An investor group managing some $6.5 trillion on Tuesday called on six of the world’s largest fast food restaurants, including McDonald’s, KFC and Burger King, to reduce their planet-harming greenhouse gas emissions and water use.
Companies selling burgers, chicken and milk products are trailing behind other high-emitting industries, like carmakers, in setting targets to clean up their supply chains and help meet the Paris Agreement to limit global warming, campaigners say.
More than 80 investors—members of Farm Animal Investment Risk and Return (FAIRR), a network educating investors—wrote to the fast food giants calling on them to publicly set and monitor targets on GHG emissions and freshwater impacts.
“Fast-food giants deliver speedy meals, but they have been super slow in responding to their out-sized environmental footprints,” said Mindy Lubber, head of Ceres, which lobbies for greener business practices and is backing the initiative.
McDonald’s Corp told the Thomson Reuters Foundation that it set a target in 2018 to reduce emissions by 2030 that would be the “equivalent of taking 32 million passenger cars off the road for an entire year”.
Fast-food giants deliver speedy meals, but they have been super slow in responding to their out-sized environmental footprints.
Mindy Lubber, head, Ceres
Yum Brands Inc—the owners of KFC—and Restaurant Brands International Inc—the owners of Burger King—did not immediately respond to requests for comment.

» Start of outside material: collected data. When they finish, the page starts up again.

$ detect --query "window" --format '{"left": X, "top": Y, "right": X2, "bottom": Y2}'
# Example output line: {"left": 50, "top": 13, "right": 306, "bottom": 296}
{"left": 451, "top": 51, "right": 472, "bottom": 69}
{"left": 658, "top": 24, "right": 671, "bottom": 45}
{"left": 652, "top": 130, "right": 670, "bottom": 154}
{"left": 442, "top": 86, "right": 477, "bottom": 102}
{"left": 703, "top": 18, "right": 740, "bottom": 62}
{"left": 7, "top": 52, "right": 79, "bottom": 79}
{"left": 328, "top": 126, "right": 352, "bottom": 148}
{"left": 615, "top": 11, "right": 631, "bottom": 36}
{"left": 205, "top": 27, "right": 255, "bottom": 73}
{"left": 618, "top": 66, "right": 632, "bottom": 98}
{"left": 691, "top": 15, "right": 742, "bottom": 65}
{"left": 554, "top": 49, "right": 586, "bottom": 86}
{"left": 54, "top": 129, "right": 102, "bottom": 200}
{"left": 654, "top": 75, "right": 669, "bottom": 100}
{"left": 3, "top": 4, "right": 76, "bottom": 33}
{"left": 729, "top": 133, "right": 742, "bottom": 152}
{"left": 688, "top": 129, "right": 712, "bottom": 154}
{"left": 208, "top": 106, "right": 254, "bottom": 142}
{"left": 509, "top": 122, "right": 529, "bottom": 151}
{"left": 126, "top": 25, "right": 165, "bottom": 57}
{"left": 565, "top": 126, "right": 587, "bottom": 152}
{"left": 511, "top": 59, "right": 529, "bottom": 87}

Investors are increasingly judging companies according to ethical, sustainable and governance criteria, which they say are important factors in company performance.
Livestock—largely cattle raised for beef and milk—are responsible for about 14.5 per cent of global greenhouse gas (GHG) emissions, the United Nations Food and Agriculture Organization says.
But two-thirds of the world’s largest, publicly listed meat and livestock companies do not have targets for reducing their emissions, says FAIRR, which includes Canada’s BMO Global Asset Management and Britain’s Aviva Investors.
“Investors who have signed on believe these risks threaten the long term viability of the quick service restaurant sector,” said Aarti Ramachandran, London-based FAIRR’s head of research.
“The fact that investors with $6.5 trillion signed on is an indicator of how important this issue is,” she said, adding that some of the investors have fast food companies—a sector worth $570 billion—in their portfolios.